Agachó la cabeza, le besó la mandíbula y bajó por el cuello. Francis se estiró para que siguiera y cerró los ojos, dejándose envolver por el placer que sentía crecer en su interior. Enterró una mano en su cabello, con la otra acarició su nuca y sintió los dientes de Arthur hundirse en su piel. Justo cuando los dedos de éste empezaban a descender por uno de sus muslos, el sótano pareció sacudido por una bocanada de aire fresco que llegó hasta el sofá. La puerta había sido abierta y en la entrada estaba de pie la mamá de Arthur.
Se apartó de Francis como si el chico hubiera estado prendido fuego.
—Esto no es lo que… —tartamudeó mientras se ponía de pie, pero su madre fue más rápida.
—Volveré más tarde —dijo abruptamente antes de dar media vuelta y marcharse. Se movió con tal velocidad que la bandeja de bizcochos que cargaba por poco se le cae.
Sentado en el sofá, Francis intentaba comprender lo que había sucedido. Soltó una risita en un intento por aligerar la tensión del ambiente.
—Debimos haberle dicho que golpeara antes de entrar —trató de bromear. Arthur simplemente se aclaró la garganta.
—Creo que ya es momento de que te vayas —dijo sin mirarlo. Francis se puso de pie y se le acercó.
—¿Estás bien?
—Vamos, te acompaño a la puerta.
Como era de esperarse, se encontraron con Rose en la sala de estar. Ella levantó la cabeza apenas los oyó acercarse.
—Lo lamento, no era mi intención interrumpir —se disculpó con una sonrisa comprensiva.
—No es nada, Francis ya estaba por marcharse —respondió su hijo sin verla a los ojos.
Antes de que pudiera replicarle algo, cruzaron por la puerta de entrada estruendosamente sus dos hijos mayores, Allistor y Dylan.
—No los esperaba en casa tan temprano —dijo Rose.
—Mis planes se cancelaron —gruñó Allistor—, y este me llamó para que pasara a recogerlo.
—Si tú no te adueñaras del auto podría manejarme solo —se quejó Dylan.

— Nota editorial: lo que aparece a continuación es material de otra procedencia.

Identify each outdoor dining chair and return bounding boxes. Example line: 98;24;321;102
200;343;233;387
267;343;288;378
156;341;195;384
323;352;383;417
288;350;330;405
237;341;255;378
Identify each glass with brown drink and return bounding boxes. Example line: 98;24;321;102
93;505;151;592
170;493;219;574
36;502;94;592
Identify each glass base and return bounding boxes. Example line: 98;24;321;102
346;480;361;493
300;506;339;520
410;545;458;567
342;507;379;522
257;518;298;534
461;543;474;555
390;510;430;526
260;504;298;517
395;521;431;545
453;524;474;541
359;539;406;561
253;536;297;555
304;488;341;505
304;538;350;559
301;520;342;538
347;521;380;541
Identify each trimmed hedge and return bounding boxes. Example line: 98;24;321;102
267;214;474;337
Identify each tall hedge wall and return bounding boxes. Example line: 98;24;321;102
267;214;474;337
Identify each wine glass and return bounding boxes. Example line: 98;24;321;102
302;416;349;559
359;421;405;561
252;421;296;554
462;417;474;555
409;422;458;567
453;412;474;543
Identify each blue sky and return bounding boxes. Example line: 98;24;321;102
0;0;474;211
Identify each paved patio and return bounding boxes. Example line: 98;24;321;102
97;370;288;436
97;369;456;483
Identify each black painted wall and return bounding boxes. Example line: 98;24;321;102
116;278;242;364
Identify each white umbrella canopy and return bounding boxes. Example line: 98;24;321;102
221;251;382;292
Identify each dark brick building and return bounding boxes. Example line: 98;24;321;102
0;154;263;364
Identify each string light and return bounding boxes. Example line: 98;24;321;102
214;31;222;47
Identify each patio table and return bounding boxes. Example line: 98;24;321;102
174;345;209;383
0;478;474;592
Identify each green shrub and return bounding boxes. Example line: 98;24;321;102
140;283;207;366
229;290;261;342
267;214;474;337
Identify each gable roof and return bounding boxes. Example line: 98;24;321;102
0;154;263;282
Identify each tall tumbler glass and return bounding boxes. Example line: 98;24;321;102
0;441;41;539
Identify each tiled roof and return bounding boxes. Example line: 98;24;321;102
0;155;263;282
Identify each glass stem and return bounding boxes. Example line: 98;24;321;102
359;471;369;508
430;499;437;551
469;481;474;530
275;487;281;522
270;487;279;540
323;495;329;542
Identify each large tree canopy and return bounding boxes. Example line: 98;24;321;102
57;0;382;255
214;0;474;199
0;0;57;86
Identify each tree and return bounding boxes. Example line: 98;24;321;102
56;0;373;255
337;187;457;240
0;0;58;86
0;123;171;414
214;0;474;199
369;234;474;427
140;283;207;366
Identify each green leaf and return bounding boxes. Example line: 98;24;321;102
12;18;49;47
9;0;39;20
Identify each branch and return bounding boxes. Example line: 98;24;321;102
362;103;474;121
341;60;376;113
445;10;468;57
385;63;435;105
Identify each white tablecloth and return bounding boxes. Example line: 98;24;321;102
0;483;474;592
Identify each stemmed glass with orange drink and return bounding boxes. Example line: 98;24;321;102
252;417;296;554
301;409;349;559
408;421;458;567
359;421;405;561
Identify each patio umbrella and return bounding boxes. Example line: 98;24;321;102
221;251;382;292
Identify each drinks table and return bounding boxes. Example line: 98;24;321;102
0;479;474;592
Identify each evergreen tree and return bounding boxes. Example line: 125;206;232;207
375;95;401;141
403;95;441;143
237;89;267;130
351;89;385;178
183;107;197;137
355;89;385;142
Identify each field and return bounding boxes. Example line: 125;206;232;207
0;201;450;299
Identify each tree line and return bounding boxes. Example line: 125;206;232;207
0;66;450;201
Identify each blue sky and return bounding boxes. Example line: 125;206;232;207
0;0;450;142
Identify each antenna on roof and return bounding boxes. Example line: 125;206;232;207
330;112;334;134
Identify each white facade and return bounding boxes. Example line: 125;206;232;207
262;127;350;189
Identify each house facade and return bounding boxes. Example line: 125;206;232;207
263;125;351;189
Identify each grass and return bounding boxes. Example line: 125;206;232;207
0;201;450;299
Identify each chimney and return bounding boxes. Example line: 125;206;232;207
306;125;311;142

—Son los privilegio de ser el más grande. ¿Y este quién es? —preguntó, deteniéndose para ver a Francis—. No sabía que tuvieras amigos hombres, Arthur —comentó.
—Tampoco es que se vea como uno —bromeó el otro por lo bajo.
Pese a los comentarios, Francis estaba listo para presentarse, hasta que Arthur intervino.
—Cierren la boca —exclamó de malos modos y luego llevó a Francis a la salida prácticamente a rastras.
—Me gustaría conocerlos a todos algún día —dijo, todavía mirando hacia el interior de la casa.
—En realidad no se suponía que vinieran —bufó Arthur.
—¿En serio estás bien?
—Sí. Hablamos luego, ¿de acuerdo? Adiós.
Francis estaba a punto de acercarse para despedirlo con un beso, pero Arthur le cerró la puerta en la cara.